Yo a todo eso no lo llamo “grieta”. La grieta es una cosa contemporánea, es una concepción de lo social y de lo político muy propia de este momento. Los que han mirado lo que intentan hacer es trazar una línea entre buenos y malos a lo largo del tiempo. En vez de entender por qué funcionaba de una u otra manera el rosismo o el unitarismo, por ejemplo, intentan traducirlo al uso nostro como parte de dos constelaciones constitutivas de la Argentina. Quiero decirlo rápidamente: el unitarismo perdió, no solo en la guerra, sino en los votos y perdió en las elites. Ya en la generación del 37, Juan Bautista Alberdi, Esteban Echeverría, el mismo Mitre ya no eran unitarios. Esto es algo de la construcción de los imaginarios; si queremos construir imaginarios de grieta, los construiremos. Por lo tanto, como historiadora no puedo pensar en continuidades como las que proponen “San Martín-Rosas-Perón”. ¡Es un bolazo total!
Dicho esto, creo que cualquier grupo humano que quiera construir su identidad recurriendo al pasado, y buscando ejemplos para su memoria colectiva, es algo genuino. Es de toda la vida, el hombre es así, no está ni bien ni mal. Qué imaginarios recupera cada grupo, a veces muy tergiversadamente, habla más de ese grupo de lo que realmente pasó. Cuando Kicillof pone el retrato de Rosas en su escritorio, es porque reivindica unos determinados valores. No sé si el Rosas verdadero, el que se imaginó o el de la historiografía revisionista.
– Hay un acto muy recordado por la Independencia que encabezó Mauricio Macri hace unos años, donde se refiere a los patriotas como hombres que habrían sentido “mucha angustia” al separarse de España. Como conocedora de estos procesos de nuevas comunidades, ¿Qué opinión te merecen este tipo de puestas políticas e interpretaciones sobre el pasado?

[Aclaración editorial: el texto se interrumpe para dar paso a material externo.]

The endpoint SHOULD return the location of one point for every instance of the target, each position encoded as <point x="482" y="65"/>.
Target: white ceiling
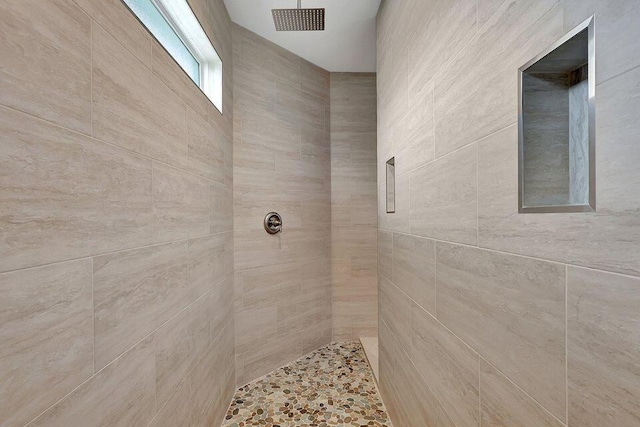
<point x="348" y="42"/>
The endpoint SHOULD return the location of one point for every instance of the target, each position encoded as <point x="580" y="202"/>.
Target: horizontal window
<point x="175" y="26"/>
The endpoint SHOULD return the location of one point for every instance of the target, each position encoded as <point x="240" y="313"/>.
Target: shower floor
<point x="332" y="386"/>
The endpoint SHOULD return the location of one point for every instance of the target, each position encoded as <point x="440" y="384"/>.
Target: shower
<point x="298" y="19"/>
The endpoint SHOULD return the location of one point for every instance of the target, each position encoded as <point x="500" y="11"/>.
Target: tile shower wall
<point x="281" y="164"/>
<point x="353" y="206"/>
<point x="489" y="317"/>
<point x="116" y="242"/>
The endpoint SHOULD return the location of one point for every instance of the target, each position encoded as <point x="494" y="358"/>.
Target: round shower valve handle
<point x="273" y="223"/>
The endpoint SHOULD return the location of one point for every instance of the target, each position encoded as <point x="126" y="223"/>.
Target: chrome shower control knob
<point x="273" y="223"/>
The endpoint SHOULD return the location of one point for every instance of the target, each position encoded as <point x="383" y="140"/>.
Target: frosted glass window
<point x="156" y="23"/>
<point x="176" y="27"/>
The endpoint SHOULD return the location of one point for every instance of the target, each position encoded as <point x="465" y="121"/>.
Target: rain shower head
<point x="298" y="19"/>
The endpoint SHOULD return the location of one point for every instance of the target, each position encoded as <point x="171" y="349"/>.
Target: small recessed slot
<point x="557" y="126"/>
<point x="391" y="185"/>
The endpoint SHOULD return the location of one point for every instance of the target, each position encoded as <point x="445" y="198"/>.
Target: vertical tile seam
<point x="91" y="79"/>
<point x="566" y="342"/>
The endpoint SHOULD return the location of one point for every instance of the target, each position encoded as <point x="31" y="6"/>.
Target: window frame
<point x="210" y="66"/>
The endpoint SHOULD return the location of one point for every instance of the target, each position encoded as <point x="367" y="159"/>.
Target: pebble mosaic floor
<point x="332" y="386"/>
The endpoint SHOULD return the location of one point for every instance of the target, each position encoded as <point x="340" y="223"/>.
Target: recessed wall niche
<point x="556" y="124"/>
<point x="391" y="185"/>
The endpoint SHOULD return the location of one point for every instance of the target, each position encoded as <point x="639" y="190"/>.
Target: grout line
<point x="93" y="312"/>
<point x="91" y="42"/>
<point x="479" y="392"/>
<point x="129" y="249"/>
<point x="513" y="254"/>
<point x="566" y="343"/>
<point x="477" y="194"/>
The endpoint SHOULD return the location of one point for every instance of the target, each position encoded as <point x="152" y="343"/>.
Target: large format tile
<point x="444" y="198"/>
<point x="116" y="18"/>
<point x="255" y="328"/>
<point x="46" y="61"/>
<point x="447" y="27"/>
<point x="471" y="105"/>
<point x="206" y="148"/>
<point x="607" y="239"/>
<point x="269" y="285"/>
<point x="207" y="263"/>
<point x="180" y="343"/>
<point x="53" y="192"/>
<point x="448" y="365"/>
<point x="618" y="48"/>
<point x="504" y="405"/>
<point x="46" y="332"/>
<point x="413" y="135"/>
<point x="512" y="311"/>
<point x="177" y="411"/>
<point x="603" y="348"/>
<point x="414" y="268"/>
<point x="134" y="293"/>
<point x="133" y="108"/>
<point x="212" y="381"/>
<point x="395" y="311"/>
<point x="122" y="394"/>
<point x="419" y="405"/>
<point x="181" y="204"/>
<point x="385" y="253"/>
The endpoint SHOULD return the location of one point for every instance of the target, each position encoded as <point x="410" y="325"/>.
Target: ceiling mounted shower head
<point x="298" y="19"/>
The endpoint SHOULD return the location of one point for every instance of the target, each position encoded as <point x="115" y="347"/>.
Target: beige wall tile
<point x="46" y="61"/>
<point x="206" y="268"/>
<point x="180" y="343"/>
<point x="181" y="204"/>
<point x="314" y="79"/>
<point x="46" y="329"/>
<point x="414" y="401"/>
<point x="122" y="394"/>
<point x="280" y="163"/>
<point x="54" y="186"/>
<point x="206" y="148"/>
<point x="212" y="379"/>
<point x="444" y="198"/>
<point x="414" y="268"/>
<point x="395" y="311"/>
<point x="612" y="239"/>
<point x="80" y="196"/>
<point x="511" y="310"/>
<point x="503" y="404"/>
<point x="134" y="293"/>
<point x="413" y="136"/>
<point x="132" y="108"/>
<point x="603" y="352"/>
<point x="221" y="306"/>
<point x="115" y="17"/>
<point x="255" y="328"/>
<point x="177" y="411"/>
<point x="448" y="365"/>
<point x="618" y="48"/>
<point x="269" y="285"/>
<point x="469" y="106"/>
<point x="221" y="208"/>
<point x="385" y="253"/>
<point x="446" y="29"/>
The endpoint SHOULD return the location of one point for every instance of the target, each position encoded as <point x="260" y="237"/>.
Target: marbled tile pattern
<point x="332" y="386"/>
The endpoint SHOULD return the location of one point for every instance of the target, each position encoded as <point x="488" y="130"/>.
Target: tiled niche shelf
<point x="556" y="123"/>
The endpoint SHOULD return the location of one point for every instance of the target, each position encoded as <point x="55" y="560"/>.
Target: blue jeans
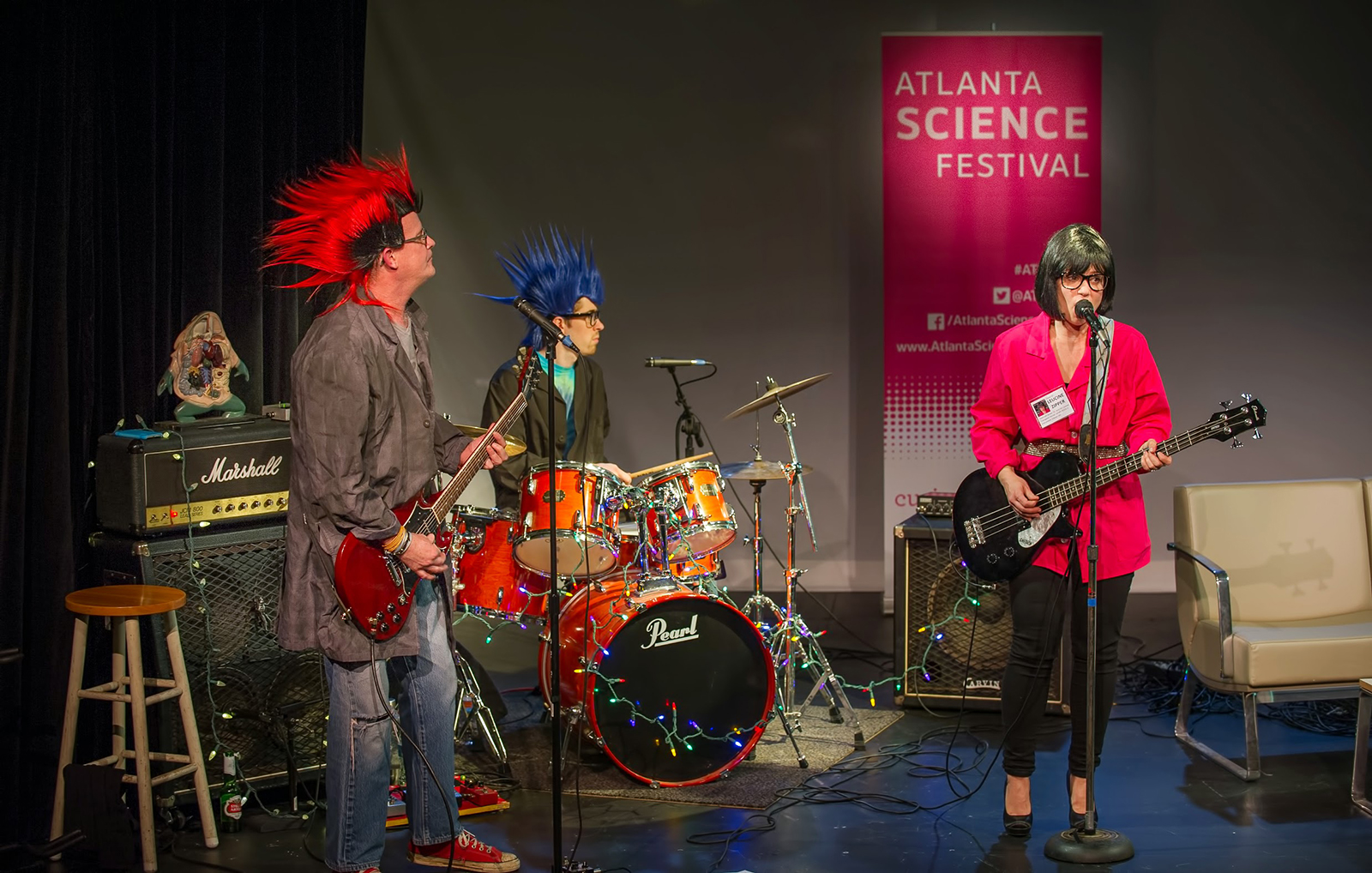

– No me acuerdo bien del acto, no lo sigo mucho a Macri. Como suele pasar con muchos líderes políticos, sus incursiones históricas son bastante primitivas. ¡Si escuchás a Macri o a Cristina en sus interpretaciones históricas, como historiador, te querés matar! En general son muy primitivas, muy pobres como imágenes, muchas veces tergiversan, simplifican a un extremo que no sirve para entender nada. Pero de nuevo, sirve para pensar qué es lo que él quiso hacer en ese momento, no lo que pasó en el siglo XIX o con los llamados patriotas. No puedo decir mucho más que eso. Lo de la “angustia”, depende cómo se entienda. Creo que lo que pasó entre 1810 y 1820, años durísimos en la pelea con España, lo que hubo fue una tremenda libertad de pensamiento donde podían imaginarse cosas muy distintas y ensayarlas. Lo que creo que hay que recuperar de todo el Siglo XIX, pero sobre todo del proceso independentista, es la enorme incertidumbre. Era un momento que no se sabía para dónde ir ni qué decisiones tomar. Algunas de esas decisiones fueron tremendas, y hasta hoy algunos las reivindican. Para mí es anacrónico hacerlo.